Structures in Biopython follow a hierarchial model, the [SMCRA (Structure Model Chain Residue Atom) architecture](https://biopython.org/DIST/docs/tutorial/Tutorial.html#sec246): 
- A structure consists of models.
- A model consists of chains.
- A chain consists of residues.
- A residue consists of atoms.

This is representative of the way scientists think about protein structures. We can return models/chains/residues/atoms of a [`Structure` object](https://biopython.org/docs/1.75/api/Bio.PDB.Structure.html) by using the methods `get_models`, `get_chains`, `get_residues`, and `get_atoms` (as listed in the documentation). Using these respectively returns the [`Model`](https://biopython.org/docs/1.75/api/Bio.PDB.Model.html), [`Chain`](https://biopython.org/docs/1.75/api/Bio.PDB.Chain.html), [`Residue`](https://biopython.org/docs/1.75/api/Bio.PDB.Residue.html), and [`Atom`](https://biopython.org/docs/1.75/api/Bio.PDB.Model.html) objects as an iterable by Python generators. All of these also inherit the [`Entity`](https://biopython.org/docs/1.75/api/Bio.PDB.Entity.html) class. Read the documentation and familiarize yourself with the various things you can do with each of these objects. Specifically, you should pay extra attention to the [`Atom`](https://biopython.org/docs/1.75/api/Bio.PDB.Model.html) object and the following methods:

- `__sub__(self, other)`: subtract two `Atom` objects to return the distance between them.
- `get_coord`: Return the coordinates of an atom as a [NumPy `array`](https://numpy.org/doc/stable/reference/generated/numpy.array.html).
- `get_name`: Return the name of an atom as a string. Note that in PDB files, an atom name is usually a 4-character label with spaces at the beginning and end. However, these spaces are often left out for simplicity. For instance, in a file, an amino acid C α atom might be labeled as ".CA." where the dots represent spaces. When creating an atom name (and its unique identifier or atom ID), we usually remove the spaces unless doing so would create a conflict.

## Homework Problem
Try a problem out to test your understanding. I will write *a* solution below, but please attempt it first.

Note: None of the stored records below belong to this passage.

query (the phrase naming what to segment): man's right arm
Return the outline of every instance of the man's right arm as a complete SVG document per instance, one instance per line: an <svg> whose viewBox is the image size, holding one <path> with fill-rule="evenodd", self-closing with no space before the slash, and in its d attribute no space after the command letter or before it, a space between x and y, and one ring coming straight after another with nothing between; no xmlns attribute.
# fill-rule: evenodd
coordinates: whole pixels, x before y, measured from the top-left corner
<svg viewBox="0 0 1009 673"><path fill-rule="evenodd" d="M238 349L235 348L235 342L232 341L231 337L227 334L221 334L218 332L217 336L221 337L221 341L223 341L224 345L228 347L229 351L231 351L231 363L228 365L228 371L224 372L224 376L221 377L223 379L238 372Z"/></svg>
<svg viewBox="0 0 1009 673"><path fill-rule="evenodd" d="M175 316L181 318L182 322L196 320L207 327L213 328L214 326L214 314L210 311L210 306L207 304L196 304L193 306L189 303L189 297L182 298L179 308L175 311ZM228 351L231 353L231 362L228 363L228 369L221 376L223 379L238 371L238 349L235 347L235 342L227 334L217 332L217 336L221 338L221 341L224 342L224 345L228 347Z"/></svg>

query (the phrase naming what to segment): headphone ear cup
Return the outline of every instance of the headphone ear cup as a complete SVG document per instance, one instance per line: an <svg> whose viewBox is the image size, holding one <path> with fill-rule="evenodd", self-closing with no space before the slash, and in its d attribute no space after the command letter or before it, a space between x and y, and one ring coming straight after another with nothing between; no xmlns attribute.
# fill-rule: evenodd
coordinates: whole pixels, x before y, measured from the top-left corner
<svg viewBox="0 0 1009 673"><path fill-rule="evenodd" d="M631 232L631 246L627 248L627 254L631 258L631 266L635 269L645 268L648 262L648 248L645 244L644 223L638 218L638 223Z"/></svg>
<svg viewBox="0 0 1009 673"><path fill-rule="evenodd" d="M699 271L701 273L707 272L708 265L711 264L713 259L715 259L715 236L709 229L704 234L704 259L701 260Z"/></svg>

The LHCII Complex contains a number of chlorophyll A and chlorophyll B molecules. Both of these kinds of molecules contain Mg atoms in the center of their porphyrin rings. Calculate the mean distance between the Mg atoms for every pair of chlorophylls in the structure. Use the fact that the atom name for magnesium is simply just `MG`. You may also use other libraries such as NumPy.


## Solution

The `for` loop for the distances relies on the summation: $$x_{\text{mean}} = \frac{1}{N} \sum^{N}_{i=1} \sum^{N}_{j > i} | x_{i} - x_{j} |. $$

In [3]:
from Bio.PDB.PDBParser import PDBParser
from numpy import mean 

parser = PDBParser(PERMISSIVE=True)
structure = parser.get_structure("LHCII", "1rwt_trimer_opm.pdb")

magnesium_atoms = []
for atom in structure.get_atoms():
    if atom.get_name() == "MG":
        magnesium_atoms.append(atom)

distances = []
for i in range(len(magnesium_atoms)):
    for j in range(i + 1, len(magnesium_atoms)):
        distance = magnesium_atoms[i] - magnesium_atoms[j]
        distances.append(distance)


mean_distance = mean(distances)
print(f"{mean_distance}")

35.429466247558594


# Challenge

As scientists, we are not freed from the burden of writing good code. Try seeing if you can optimize the solution above (or your solution) by paying note to time complexity of the double for loop. What time complexity is it in terms of big-O? What would be a better algorithm to use?